En este contexto, el discurso “anti casta” que han comenzado a emplear con digna sistematicidad algunos representantes de la derecha, cobra una dimensión particular que se retroalimenta rápidamente cuando se observan las reacciones del establishment frente a la llegada de Massa o incluso horas previas a que ésta se concretase.

En ese sentido, tanto las operaciones mediáticas cruzadas que parecían suplicar la llegada al gobierno del ex intendente de Tigre, el apoyo del más vetusto conglomerado empresario, la llamativa baja del dólar, sumado al regreso al gobierno de figuras rancias como José Ignacio De Mendiguren, Leonardo Madcur o Daniel Marx y la alineación automática (por acción y omisión) de gran parte del establishment político e intelectual, poco hacen para que el ciudadano de a pie no perciba que la casta se jugó el último as.

Así las cosas, la primera reflexión necesaria es aquella que señala la obviedad de que en un potencial fracaso de gestión del nuevo redentor encarnado que se ha elegido para sacrificar, aquellos escraches que mencionábamos anteriormente ya no resulten fenómenos aislados de aparición creciente, sino una gran demanda masiva de cambio que probablemente, dado el modo en que el establishment se ha comportado, ya no recaiga meramente sobre el gobierno de turno, sino sobre todo el conglomerado de poder que ha gravitado de forma estrepitosamente fallida desde el regreso de la democracia hasta hoy. Una especie de “que se vayan todos”, pero ahora sí espontáneo, sin directrices ocultas (que veinte años más tarde ya no se encuentran tan ocultas) y sobre un presente económico y cultural profundamente peor.

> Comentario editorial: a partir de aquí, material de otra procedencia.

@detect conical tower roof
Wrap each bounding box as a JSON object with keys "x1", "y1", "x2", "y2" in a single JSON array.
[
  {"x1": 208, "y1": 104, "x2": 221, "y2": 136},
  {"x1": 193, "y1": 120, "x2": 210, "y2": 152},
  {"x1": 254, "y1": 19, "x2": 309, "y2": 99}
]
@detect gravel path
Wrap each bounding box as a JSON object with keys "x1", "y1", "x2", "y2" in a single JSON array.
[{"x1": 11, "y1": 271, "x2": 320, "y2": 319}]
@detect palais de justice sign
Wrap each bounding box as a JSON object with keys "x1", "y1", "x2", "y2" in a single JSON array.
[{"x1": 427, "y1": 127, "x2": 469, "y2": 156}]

Una segunda y última reflexión se vuelve menos obvia pero igualmente necesaria: el éxito en la estabilización de la crisis puede que lejos de garantizar la tan esperada (sobre todo por sí mismo) llegada del tigrense a la Presidencia, la impida. Y esto porque la dinámica de los electorados jamás resulta tan lineal como los analistas sin experiencia preferirían. En tal sentido, es sabido que, así como en tiempos de crisis extrema rara vez los votantes advierten cuestiones que terminan resultando en dichos contextos como abstractas, por caso la corrupción, sí lo hacen cuando sus expectativas de supervivencia inmediata se encuentran garantidas.

Si se me demanda un ejemplo de lo que digo, basta observar la campaña de 1999, aunque sin los sesgos que suelen darle aquellos que utilizan la historia para construir propaganda. En aquél entonces, Fernando De la Rúa tuvo que esforzarse en diferenciarse discursivamente no tanto de su competidor inmediato, Eduardo Duhalde, sino del expresidente Carlos Menem, que siquiera era candidato, mientras que garantizaba cada vez que podía la continuidad de un modelo económico profundamente legitimado por la mayoría de la población. El recurso creado por los asesores de campaña del exintendente porteño, tuvo que ver con el señalamiento de todos aquellos excesos de forma que la gestión del riojano supo tener durante sus dos mandatos. Así la corrupción, la falta de austeridad y el cholulismo de los noventa, pasaron a ser protagonistas impensados en una campaña en la que no se debía, bajo ningún punto de vista, cuestionar la estabilidad económica que Menem había conquistado durante casi una década.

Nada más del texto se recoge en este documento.